Here, the court expressed proportionality concerns with the plaintiffs’ requests, because they failed to show any need for the hyperlinked documents or that these documents were relevant or material to the case. Further, citing Fed. R. Civ. P. 1, the court noted the unnecessary costs and delay that would result from the use of FEC to impose a redundant collection and review of the same Google Drive documents and emails already collected and reviewed by Noom. For example, the court hypothesized that email chains may contain multiple hyperlinks to the same document, resulting in that document being produced hundreds of times.
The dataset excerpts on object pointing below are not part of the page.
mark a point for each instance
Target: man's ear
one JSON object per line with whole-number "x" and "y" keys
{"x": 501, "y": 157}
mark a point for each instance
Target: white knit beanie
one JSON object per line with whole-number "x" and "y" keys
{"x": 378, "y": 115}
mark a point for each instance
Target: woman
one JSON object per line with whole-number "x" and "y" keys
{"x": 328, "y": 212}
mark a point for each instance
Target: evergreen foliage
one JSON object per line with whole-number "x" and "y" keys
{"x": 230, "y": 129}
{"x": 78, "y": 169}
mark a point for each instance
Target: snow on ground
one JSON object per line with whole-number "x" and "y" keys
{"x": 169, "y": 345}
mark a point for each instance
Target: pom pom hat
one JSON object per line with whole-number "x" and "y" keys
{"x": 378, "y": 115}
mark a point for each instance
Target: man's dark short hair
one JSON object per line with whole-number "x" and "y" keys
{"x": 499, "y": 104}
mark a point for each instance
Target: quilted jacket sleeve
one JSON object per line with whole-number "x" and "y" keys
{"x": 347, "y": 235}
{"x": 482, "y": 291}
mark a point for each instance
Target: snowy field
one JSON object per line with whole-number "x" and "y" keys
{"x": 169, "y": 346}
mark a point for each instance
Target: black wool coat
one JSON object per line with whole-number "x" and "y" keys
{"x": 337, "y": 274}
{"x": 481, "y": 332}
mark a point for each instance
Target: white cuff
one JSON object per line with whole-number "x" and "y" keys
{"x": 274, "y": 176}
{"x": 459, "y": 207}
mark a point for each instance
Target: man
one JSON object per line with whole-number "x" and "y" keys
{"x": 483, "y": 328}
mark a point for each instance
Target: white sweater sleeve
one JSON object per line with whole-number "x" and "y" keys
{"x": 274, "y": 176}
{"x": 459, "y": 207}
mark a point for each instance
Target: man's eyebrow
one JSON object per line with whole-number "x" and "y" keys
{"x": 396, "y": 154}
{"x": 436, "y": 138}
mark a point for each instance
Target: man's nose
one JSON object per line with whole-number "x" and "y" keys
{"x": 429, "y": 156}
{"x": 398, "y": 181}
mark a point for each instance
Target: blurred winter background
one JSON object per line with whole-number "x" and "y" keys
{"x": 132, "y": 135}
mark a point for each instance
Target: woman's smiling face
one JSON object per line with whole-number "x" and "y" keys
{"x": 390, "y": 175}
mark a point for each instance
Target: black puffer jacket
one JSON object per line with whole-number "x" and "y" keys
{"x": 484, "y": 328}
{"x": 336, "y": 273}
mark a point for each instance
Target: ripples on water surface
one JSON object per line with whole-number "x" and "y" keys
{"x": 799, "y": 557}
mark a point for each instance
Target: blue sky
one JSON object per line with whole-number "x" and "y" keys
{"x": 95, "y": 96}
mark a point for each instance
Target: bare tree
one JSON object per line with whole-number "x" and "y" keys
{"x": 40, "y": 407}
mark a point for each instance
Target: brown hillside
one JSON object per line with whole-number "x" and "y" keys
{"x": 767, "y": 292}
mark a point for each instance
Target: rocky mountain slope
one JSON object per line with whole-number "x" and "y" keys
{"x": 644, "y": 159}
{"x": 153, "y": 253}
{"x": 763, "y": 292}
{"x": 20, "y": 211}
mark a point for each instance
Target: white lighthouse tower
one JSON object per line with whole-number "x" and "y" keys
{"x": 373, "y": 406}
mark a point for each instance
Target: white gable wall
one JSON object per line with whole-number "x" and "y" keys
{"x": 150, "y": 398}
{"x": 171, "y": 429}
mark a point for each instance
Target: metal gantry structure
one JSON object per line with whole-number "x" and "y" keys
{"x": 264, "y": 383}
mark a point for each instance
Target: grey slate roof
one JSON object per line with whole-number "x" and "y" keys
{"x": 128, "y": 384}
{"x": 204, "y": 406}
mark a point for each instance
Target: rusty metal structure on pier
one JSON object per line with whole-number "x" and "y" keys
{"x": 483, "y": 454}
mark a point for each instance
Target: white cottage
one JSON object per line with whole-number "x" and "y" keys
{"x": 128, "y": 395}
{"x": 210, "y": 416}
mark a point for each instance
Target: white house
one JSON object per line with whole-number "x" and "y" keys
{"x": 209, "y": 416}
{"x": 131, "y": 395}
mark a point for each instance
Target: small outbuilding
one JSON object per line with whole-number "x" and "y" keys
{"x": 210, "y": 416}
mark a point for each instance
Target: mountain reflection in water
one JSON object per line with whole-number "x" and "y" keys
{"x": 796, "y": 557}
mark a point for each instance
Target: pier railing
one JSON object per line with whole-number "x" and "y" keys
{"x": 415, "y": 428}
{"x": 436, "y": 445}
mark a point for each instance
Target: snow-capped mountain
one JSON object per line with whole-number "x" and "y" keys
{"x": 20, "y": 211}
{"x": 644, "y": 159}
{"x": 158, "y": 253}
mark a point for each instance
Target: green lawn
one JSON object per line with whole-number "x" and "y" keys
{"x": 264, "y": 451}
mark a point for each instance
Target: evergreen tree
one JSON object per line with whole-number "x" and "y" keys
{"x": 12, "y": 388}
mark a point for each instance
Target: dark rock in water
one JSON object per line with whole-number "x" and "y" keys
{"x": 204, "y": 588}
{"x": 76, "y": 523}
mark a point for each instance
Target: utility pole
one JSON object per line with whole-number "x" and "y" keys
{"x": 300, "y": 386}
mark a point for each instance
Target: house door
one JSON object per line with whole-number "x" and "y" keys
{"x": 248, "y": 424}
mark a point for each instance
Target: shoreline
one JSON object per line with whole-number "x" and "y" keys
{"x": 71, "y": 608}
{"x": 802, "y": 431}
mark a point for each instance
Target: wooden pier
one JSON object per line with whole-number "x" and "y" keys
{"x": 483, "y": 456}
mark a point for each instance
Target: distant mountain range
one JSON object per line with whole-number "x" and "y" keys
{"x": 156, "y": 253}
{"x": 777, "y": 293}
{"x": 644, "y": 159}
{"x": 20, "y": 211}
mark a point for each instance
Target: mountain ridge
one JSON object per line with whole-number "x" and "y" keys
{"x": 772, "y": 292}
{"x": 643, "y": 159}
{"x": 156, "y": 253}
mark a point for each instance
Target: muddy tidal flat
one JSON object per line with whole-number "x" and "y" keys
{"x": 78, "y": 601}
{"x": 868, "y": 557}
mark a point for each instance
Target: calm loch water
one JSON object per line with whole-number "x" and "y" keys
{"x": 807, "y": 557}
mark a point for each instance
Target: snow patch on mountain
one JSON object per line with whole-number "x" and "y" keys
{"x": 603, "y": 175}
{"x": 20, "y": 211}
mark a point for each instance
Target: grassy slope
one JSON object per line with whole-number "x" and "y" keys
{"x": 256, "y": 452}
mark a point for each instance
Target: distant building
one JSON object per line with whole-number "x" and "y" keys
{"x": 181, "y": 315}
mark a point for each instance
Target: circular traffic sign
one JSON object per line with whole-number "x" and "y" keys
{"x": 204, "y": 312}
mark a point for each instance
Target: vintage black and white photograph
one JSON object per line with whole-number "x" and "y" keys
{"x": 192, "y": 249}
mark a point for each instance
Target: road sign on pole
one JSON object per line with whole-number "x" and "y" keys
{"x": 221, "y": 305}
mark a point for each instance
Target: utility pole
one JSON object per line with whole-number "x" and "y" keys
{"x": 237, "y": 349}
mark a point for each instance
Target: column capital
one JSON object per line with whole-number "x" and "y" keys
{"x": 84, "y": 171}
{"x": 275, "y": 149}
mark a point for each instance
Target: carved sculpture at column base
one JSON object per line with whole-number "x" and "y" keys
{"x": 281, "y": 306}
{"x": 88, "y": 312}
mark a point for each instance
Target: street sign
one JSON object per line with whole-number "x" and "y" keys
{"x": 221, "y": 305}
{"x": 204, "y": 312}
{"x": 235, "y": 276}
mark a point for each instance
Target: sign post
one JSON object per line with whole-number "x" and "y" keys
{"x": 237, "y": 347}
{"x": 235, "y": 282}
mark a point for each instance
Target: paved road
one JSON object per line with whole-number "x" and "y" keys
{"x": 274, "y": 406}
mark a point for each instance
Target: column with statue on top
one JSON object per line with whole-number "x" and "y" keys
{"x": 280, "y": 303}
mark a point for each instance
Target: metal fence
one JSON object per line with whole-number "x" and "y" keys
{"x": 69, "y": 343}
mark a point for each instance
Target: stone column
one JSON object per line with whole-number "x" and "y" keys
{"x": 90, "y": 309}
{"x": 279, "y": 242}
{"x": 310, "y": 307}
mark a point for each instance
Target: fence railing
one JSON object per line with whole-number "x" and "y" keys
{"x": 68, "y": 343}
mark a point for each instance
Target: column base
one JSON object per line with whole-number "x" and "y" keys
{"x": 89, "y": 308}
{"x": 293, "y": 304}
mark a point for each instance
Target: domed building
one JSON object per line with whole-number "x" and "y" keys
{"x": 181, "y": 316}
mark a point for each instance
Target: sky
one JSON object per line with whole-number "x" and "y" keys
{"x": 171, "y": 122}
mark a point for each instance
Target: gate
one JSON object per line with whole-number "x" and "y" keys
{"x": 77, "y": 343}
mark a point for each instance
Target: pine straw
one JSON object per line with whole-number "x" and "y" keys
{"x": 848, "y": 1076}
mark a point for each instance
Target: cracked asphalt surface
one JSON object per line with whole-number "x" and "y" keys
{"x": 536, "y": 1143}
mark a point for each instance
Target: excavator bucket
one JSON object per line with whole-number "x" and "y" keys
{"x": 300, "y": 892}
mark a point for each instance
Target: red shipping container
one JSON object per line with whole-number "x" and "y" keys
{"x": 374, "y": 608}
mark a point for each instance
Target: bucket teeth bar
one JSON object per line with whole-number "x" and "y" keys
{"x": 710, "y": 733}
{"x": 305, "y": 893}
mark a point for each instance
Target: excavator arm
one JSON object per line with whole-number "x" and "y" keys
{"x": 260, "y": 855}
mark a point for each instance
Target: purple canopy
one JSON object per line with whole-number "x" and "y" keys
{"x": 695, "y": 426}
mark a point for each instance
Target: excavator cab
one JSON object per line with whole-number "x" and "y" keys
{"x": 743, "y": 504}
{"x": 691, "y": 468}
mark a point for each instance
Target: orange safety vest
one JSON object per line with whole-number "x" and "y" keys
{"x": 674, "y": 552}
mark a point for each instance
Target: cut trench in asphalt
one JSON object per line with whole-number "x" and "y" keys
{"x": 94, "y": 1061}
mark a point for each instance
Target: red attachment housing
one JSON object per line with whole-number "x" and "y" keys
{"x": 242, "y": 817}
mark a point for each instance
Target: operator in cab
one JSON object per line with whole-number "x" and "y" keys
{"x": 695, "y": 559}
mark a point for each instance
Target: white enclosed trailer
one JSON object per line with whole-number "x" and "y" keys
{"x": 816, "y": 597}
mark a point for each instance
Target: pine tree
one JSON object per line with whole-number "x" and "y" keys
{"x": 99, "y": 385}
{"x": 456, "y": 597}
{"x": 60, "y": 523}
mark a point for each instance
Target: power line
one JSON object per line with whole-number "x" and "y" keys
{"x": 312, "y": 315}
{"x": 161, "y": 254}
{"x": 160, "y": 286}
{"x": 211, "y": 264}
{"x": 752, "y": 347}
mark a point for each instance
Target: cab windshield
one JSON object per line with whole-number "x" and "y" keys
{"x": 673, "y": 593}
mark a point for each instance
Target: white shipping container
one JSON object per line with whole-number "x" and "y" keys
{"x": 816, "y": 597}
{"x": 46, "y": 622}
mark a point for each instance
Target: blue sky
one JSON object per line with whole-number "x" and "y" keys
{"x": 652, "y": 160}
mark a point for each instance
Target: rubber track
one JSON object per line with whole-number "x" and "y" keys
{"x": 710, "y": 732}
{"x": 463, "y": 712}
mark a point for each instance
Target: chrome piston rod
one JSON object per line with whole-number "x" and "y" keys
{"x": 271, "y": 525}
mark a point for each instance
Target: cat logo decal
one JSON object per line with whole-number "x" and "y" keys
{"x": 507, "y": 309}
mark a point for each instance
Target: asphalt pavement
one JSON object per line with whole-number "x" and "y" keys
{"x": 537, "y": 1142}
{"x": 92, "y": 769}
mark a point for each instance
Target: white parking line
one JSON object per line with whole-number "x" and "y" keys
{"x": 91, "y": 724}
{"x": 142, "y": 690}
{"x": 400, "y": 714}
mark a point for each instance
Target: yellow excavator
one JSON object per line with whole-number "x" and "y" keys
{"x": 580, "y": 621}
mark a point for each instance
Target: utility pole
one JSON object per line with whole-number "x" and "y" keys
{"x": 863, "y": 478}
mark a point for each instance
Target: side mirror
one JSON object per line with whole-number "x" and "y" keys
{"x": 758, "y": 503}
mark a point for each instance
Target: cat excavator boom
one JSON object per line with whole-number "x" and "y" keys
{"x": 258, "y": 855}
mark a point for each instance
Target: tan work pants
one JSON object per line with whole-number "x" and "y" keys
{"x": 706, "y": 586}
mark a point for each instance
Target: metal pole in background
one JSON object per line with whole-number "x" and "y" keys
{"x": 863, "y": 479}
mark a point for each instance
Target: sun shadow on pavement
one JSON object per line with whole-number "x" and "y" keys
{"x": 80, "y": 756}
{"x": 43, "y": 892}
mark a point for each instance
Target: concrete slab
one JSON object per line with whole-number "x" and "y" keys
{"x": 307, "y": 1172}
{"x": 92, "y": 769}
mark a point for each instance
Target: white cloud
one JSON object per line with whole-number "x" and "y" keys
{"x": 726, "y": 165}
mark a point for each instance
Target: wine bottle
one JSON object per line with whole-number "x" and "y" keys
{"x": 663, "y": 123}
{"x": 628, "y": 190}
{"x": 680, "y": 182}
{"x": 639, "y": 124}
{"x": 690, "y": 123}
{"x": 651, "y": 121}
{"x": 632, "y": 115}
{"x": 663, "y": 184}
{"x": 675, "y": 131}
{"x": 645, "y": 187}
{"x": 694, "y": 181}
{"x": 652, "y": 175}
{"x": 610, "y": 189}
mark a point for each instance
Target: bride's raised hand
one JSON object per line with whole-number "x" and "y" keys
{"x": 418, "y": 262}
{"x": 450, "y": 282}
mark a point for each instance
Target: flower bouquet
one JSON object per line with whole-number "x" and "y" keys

As the court stated, “[t]he issues raised by Plaintiffs raise complex questions about what constitutes reasonable search and collection methods in 2021.” Nichols highlights the ever-evolving challenge for litigants, the courts, and the Federal Rules of Civil Procedure to keep up with technological advancements affecting e-discovery. While the court dismissed hyperlinked documents as not necessarily vital to a communication under the specific circumstances (especially in the context of the specific ESI Protocol entered by the court), it seems very likely that another court faced with a different set of circumstances could just as easily find that hyperlinks do in fact relate to relevant documents. We believe this is especially likely as collaborative apps such as Google Apps and Microsoft Teams become more popular. Without a cost-effective solution to collect hyperlinked documents that also provides for metadata, the information gap between the requesting party and responding party will continue to grow in contravention to the purpose of the Federal Rules of Civil Procedure to create a level playing field between the litigants.
The key takeaway here is that, in a case that may involve significant hyperlinked references in the production set, parties must include a discussion of how these specific data sources will be treated in their Rule 26 meet and confer and address these issues in their discovery protocols. Parties need to keep in mind that courts are not prescient on all of the cutting-edge issues involved in modern discovery and will accept (and, as here, likely stand by) the parties’ initial agreements and recommendations regarding production protocols, particularly if costly changes are suggested after an initial production has occurred. That said, not every issue can be foreseen, so when new information is learned, proportionality considerations may shift. The parties and the court should be able to adapt to the changing needs of the case by modifying or amending the discovery plan and ESI protocol.